Sung Han Kim
National Cancer Center, South Korea
Title: ESRP1 has a prognostic value in biochemical recurrence and cancer specific survival of prostate cancer
Biography
Biography: Sung Han Kim
Abstract
The study was aimed to identify targetable genes in PC from The Cancer Genome Atlas (TCGA), and to validate the significance of the genes identified in clinical studies using immunohistochemistry in PC patients’ prostatectomy microarray. Omics data and clinical data of 550 PC patients were obtained from TCGA. Several significant genes were identified from TCGA dataset having the most number of point mutation to exhibit significantly strong positive relationship in expression values with the most frequently mutated gene. Further validation of different expression values for the list of genes between tumor and normal lesions was performed to evaluate their prognostic significance using tissue microarray of 514 prostatectomy specimens by performing immunohistochemistry in clinical setting from a single cancer institution. Prognostic powers of these genes were investigated on the NCC dataset. Immunohistochemistry were performed on the genes associated with the most mutated gene.

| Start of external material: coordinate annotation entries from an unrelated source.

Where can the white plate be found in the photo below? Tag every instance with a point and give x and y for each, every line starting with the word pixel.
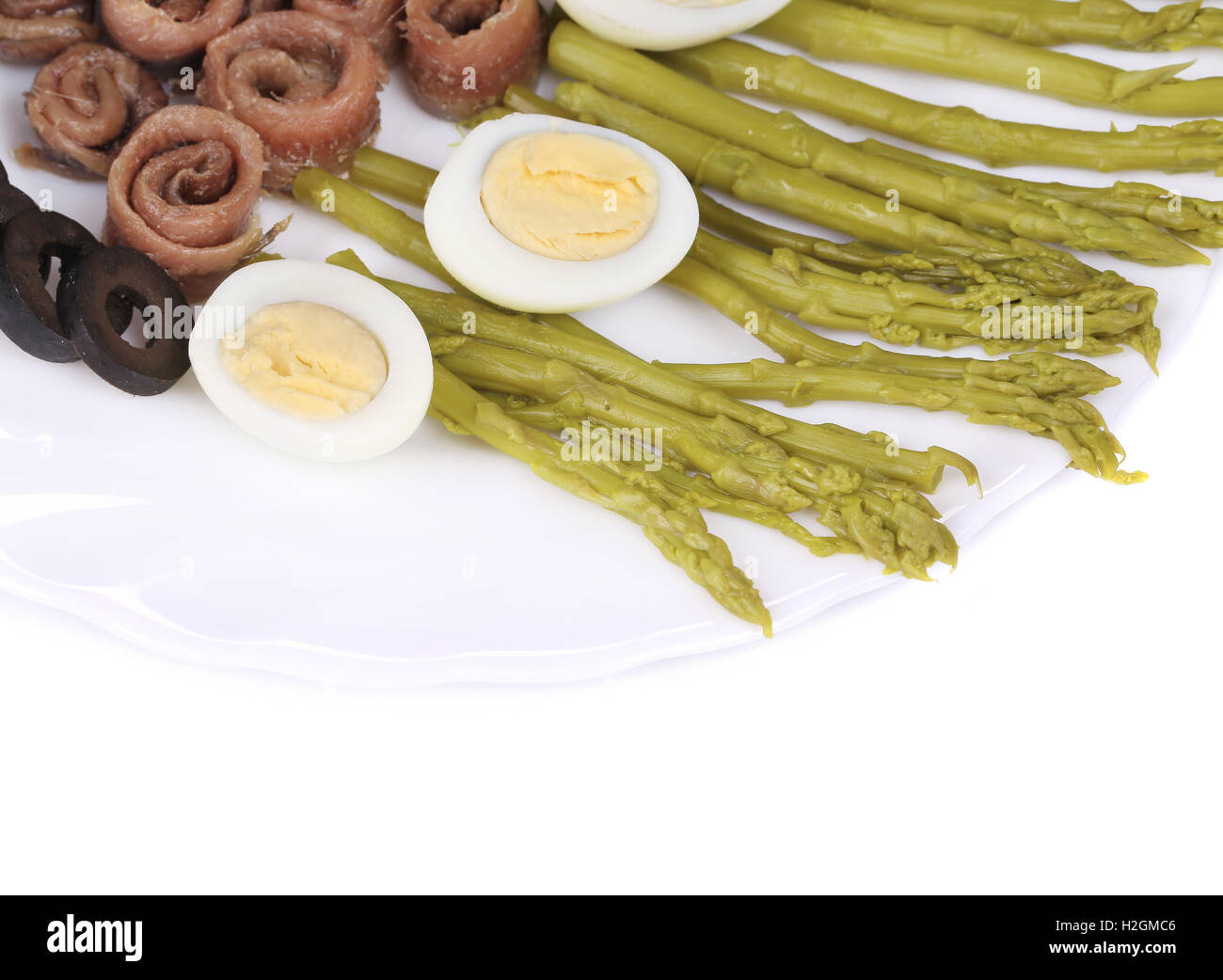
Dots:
pixel 160 522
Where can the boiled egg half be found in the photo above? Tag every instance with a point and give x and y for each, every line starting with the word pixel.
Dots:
pixel 668 24
pixel 314 359
pixel 548 215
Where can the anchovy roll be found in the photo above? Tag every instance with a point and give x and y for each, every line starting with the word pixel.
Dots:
pixel 84 104
pixel 306 85
pixel 464 54
pixel 38 29
pixel 375 20
pixel 183 191
pixel 170 32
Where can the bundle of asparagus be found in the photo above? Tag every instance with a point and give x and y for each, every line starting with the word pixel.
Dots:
pixel 722 453
pixel 1113 24
pixel 834 31
pixel 1039 394
pixel 961 198
pixel 734 65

The gene markers’ prognostic factors were analyzed using Cox proportional hazard analysis with a significant p-value<0.05. FRG1B gene was found lineage-specific mutation with ESRP1, RAD51, and CHEK2 genes in the TCGA dataset. The union of samples with these three up-regulated markers with FRG1B mutation showed significant differences in disease-free survival compared to the samples without expression of two combinational series (p<0.05). Analysis of the clinicopathological factors related to three markers suggested that expression of ESRP1 was a significant risk factor for biochemical recurrence (BCR, HR 1.003) and cancer-specific survival (HR 1.048), even after adjusting for significant prognostic clinicopathological factors of BCR and CSS (p<0.05). On the other hand, CHEK2 was not significant in any BCR and CSS. RAD51 could not be evaluated because of its overall overexpressed in specimens. The study identified that ESRP1 was a potentially significant target gene of survival prognoses in PC.